Dr. Anand Narayan from the Massachusetts General Hospital department of radiology said that the COVID-19 pandemic has highlighted persistent historical disparities in healthcare. Radiologists can take an active stance in caring for these patients.
"These are all things that have consequences we should be worried about. As radiologists, we can actually see this," Narayan said.
Many hospitals scaled back outpatient and elective procedures in the early days of the pandemic to focus on COVID-19 treatment. This meant that screenings such as for breast, colon, and cervical cancer saw sharp decreases as appointments were delayed.
Data published in May 2021 by Dr. Ronilda Lacson, PhD, and colleagues in the Journal of the American College of Radiology suggested inequities were exacerbated in radiology soon after reopening for patients after the pandemic became more manageable.
The study showed that certain patient populations had lower odds of undergoing radiology examinations after clinics reopened. These include people with high rates of poverty, patients of Asian race and Hispanic ethnicity, people who were unemployed, and patients with chronic disease.
Other studies have indicated that Black and Hispanic patients were exposed more to COVID-19 due to factors such as living, work, and transportation arrangements. A 2020 report from the U.S. Centers for Disease Control and Prevention showed that Black patients in the U.S. were 1.9 times more likely to die from COVID-19, while Hispanic patients were 2.3 times more likely.
Even before the pandemic, data has shown that people of color experienced delays in diagnosis compared with white patients.
A study published in 2012 in Epidemiology indicated that among women who were symptomatic for breast cancer, the median time to diagnosis ranged from 36 days among white women to 53.6 days for Black women. Among women with abnormal mammograms, the median time ranged from 21 days for white women to 29 days for Black women.
While COVID-19 vaccines continue to roll out, racial disparities in healthcare persist. Narayan cited articles saying that racial and ethnic minority patients are less likely to have their first dose of the vaccine.
"This gap has gotten worse over time between the most and least vulnerable counties in the U.S.," he said. "It's been hypothesized that there's this vaccine hesitancy among Black, LatinX, and other minorities who have concerns about it or don't want it. We've seen some of these reports in the media talking about things like Tuskegee [syphilis study], which was a horrific experiment."
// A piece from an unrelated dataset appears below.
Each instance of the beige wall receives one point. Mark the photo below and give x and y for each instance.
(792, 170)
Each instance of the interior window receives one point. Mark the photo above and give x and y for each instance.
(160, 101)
Narayan said while events like Tuskegee can leave lasting scars, it should not be an excuse to ignore the concerns of patients today.
He highlighted several things that imaging facilities can do to address the issues of current patients, such as reducing diagnostic delays for vulnerable patient populations, integrating equity and inclusion within departments, and elevating and integrating the voices of marginalized patients and providers.
Strategies he cited include a "pink card" issued to women who are overdue for a mammogram and accommodated for screening or a same-day biopsy program.
"What you ultimately want is for your organization to have this as part of your entire DNA, where all of your decisions about your clinical processes, research, education, teaching, funding, and patient care, some thoughts about equity and inclusion," Narayan said.